If you needed more evidence that this team’s season has been one, long coin flip…this should do it.

The Bears could have easily beaten the Redskins, Niners, Vikings, Broncos and Lions. They also could have easily lost to the Raiders, Packers, Chargers and Chiefs. Nine of their thirteen games have been decided in the final minutes and have been defined by a winning play. This sport is not that complicated. When the Bears have made that play, they’ve won. When they haven’t, they’ve lost.

What happens if Jeremy Langford catches a pass in the Minnesota game? What happens if Sherrick McManis catches a jump ball interception thrown directly to him from Kirk Cousins? What happens if Robbie Gould makes a chip shot at the death of the Niners game? They couldn’t convert a two-pointer against the Broncos. They lost in overtime to the Lions. One play, one moment of brilliance (or just professionalism against San Fran), would have won each of these games.

And it ain’t on the coaches. Sure, we can all quibble with the defense’s inability to start a game or the offense’s conservative approach but coaches have one job: put players in position to win games. And the listing above proves the Bears coaching staff has done just that. Each and every week the Bears have a chance to win.

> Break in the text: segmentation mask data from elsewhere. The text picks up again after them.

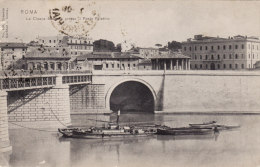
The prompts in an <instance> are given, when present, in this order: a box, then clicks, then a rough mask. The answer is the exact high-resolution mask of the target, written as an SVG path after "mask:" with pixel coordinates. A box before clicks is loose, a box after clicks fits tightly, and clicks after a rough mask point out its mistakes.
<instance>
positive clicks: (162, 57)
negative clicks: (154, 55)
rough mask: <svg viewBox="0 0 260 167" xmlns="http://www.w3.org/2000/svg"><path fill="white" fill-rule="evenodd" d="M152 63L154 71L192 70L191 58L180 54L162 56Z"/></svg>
mask: <svg viewBox="0 0 260 167" xmlns="http://www.w3.org/2000/svg"><path fill="white" fill-rule="evenodd" d="M151 61H152V70H190V57H188V56H185V55H183V54H182V53H179V52H171V53H165V54H160V55H158V56H154V57H152V58H151Z"/></svg>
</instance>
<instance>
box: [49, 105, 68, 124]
mask: <svg viewBox="0 0 260 167" xmlns="http://www.w3.org/2000/svg"><path fill="white" fill-rule="evenodd" d="M46 103H48V102H46ZM48 104H49V106H50V109H51V105H50V103H48ZM51 112H52V114H53V115H54V116H55V118H56V119H57V120H58V121H59V123H60V124H61V125H63V126H65V127H67V125H65V124H64V123H63V122H61V121H60V120H59V118H58V117H57V115H56V114H55V113H54V112H53V111H52V109H51Z"/></svg>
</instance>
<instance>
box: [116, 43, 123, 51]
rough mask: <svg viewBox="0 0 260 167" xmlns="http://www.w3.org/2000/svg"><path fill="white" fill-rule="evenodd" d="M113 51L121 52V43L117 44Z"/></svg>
mask: <svg viewBox="0 0 260 167" xmlns="http://www.w3.org/2000/svg"><path fill="white" fill-rule="evenodd" d="M115 50H116V51H117V52H121V50H122V45H121V43H119V44H117V45H116V48H115Z"/></svg>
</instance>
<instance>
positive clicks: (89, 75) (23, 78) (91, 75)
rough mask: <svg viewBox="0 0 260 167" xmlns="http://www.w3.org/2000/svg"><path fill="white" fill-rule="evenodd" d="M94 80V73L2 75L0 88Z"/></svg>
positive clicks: (68, 83) (49, 86)
mask: <svg viewBox="0 0 260 167" xmlns="http://www.w3.org/2000/svg"><path fill="white" fill-rule="evenodd" d="M91 82H92V73H90V72H88V73H81V72H79V73H67V74H46V75H31V76H10V77H0V90H6V91H14V90H24V89H36V88H48V87H53V86H57V85H62V84H67V85H73V84H87V83H91Z"/></svg>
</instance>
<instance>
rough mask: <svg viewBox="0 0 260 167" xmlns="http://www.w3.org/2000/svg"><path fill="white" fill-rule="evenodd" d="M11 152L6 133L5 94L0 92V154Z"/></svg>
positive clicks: (5, 112)
mask: <svg viewBox="0 0 260 167" xmlns="http://www.w3.org/2000/svg"><path fill="white" fill-rule="evenodd" d="M11 150H12V147H11V146H10V141H9V133H8V117H7V93H6V92H5V91H0V153H2V152H7V151H11Z"/></svg>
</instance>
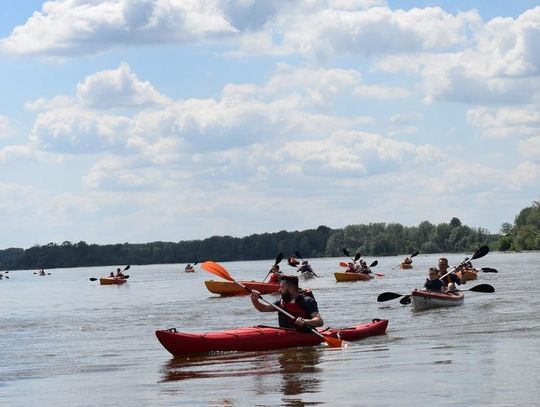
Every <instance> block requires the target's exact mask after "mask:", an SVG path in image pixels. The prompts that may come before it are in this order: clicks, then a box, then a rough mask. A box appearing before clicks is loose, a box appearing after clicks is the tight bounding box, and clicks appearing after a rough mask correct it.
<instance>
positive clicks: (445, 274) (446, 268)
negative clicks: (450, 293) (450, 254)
mask: <svg viewBox="0 0 540 407" xmlns="http://www.w3.org/2000/svg"><path fill="white" fill-rule="evenodd" d="M456 271H457V269H456V270H454V271H452V272H451V273H448V259H447V258H445V257H441V258H440V259H439V278H442V282H443V284H444V286H445V288H446V291H455V290H456V284H457V285H462V284H465V283H466V280H465V276H462V278H459V277H458V276H457V275H456V273H455V272H456ZM443 277H444V278H443Z"/></svg>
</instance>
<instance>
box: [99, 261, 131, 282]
mask: <svg viewBox="0 0 540 407" xmlns="http://www.w3.org/2000/svg"><path fill="white" fill-rule="evenodd" d="M130 267H131V266H130V265H129V264H128V265H127V266H126V267H125V268H124V270H122V271H126V270H129V268H130ZM107 278H109V277H107ZM119 278H129V276H128V275H126V276H124V277H119ZM97 280H99V278H96V277H90V281H97Z"/></svg>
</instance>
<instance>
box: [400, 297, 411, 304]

They don’t win because they’re not good enough. Outside of the quarterback and running back positions, both undeniable positives, where are the Bears good enough to be a winning team? Their offensive line is young and developing but can be overmatched. Their receivers and tight ends are never healthy. Their defensive line needs two starters. Their linebackers neither stop the run nor consistently rush the quarterback. Their coached-up secondary has been the season’s nicest surprise but still lacks playmaking talent.

They need better players. Because two or three better players may have made the difference and swung this group into the postseason. If they find those guys this offseason, the 2016 Bears could be special.